The Mechi originates in the Mahabharat Range in Nepal. It flows through Nepal, forms the boundary between India and Nepal and then flows through the Indian state of Bihar to join the Mahananda in Kishanganj district.
The Mechi-Mahananda interfluve is a transitional area between the hills and the plains and exhibits a wide range of topographical variations. The rivers originating in the hills attain a braiding character and have well developed alluvial fans.
The Mahananda river system of which Mechi is a part has a catchment area of 8,088 square kilometres (3,123 sq mi) in Nepal and 11,520 square kilometres (4,450 sq mi) in India.
Embankments exist of the left bank of the Mechi River for 14 kilometres (9 mi) in West Bengal. These need remodelling to prevent floods in the Naxalbari area of Darjeeling district. There also is a need for new embankments. As the Mechi forms the international border, it was agreed at a meeting of the Nepal-India Joint Standing Technical Committee to take due care in aligning the embankments so that they would be at identified distance from the border and the top levels of the embankments should be kept same on both sides, as far as practicable.

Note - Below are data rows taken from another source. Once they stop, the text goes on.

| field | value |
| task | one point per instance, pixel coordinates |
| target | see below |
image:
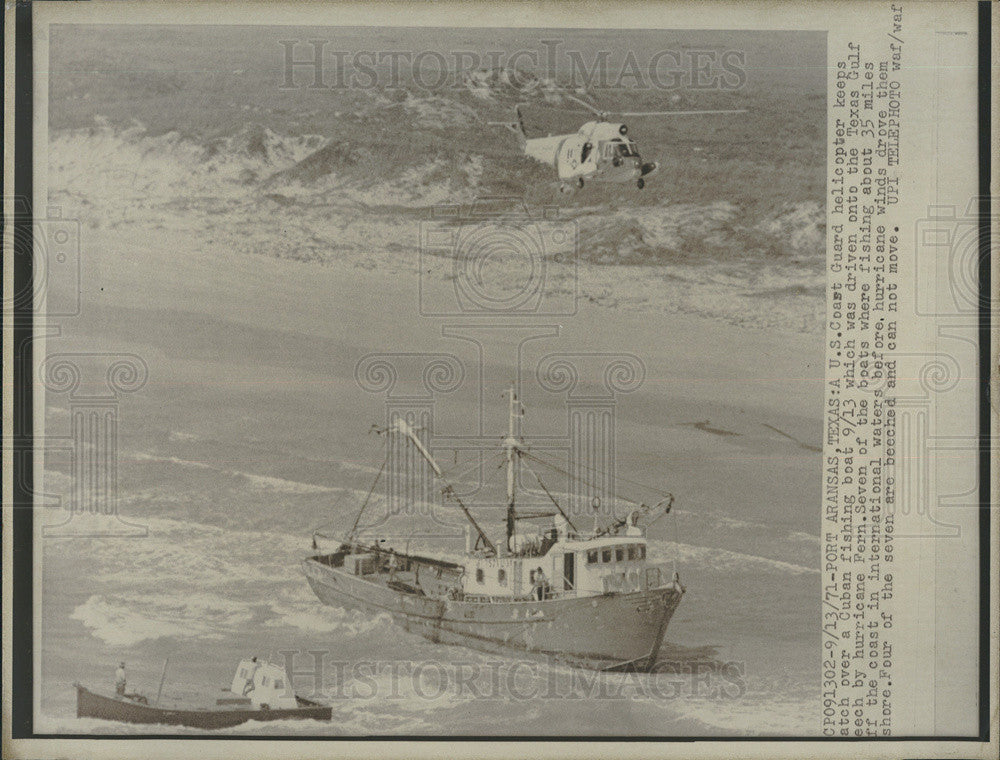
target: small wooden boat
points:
(260, 691)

There is a proposal to link the Mechi to the Kosi. Kosi–Mechi interlinking is part of a NPR 56000 billion River Interlinking Project proposed to Nepal by India. The Kankai forms part of this project. Besides the High Dam, a barrage across Kosi river will also be constructed near village Chatra, 10 to 12 kilometres (6 to 7 mi) below the proposed Kosi High Dam, to transfer water to the Mechi through the Kosi–Mechi link canal.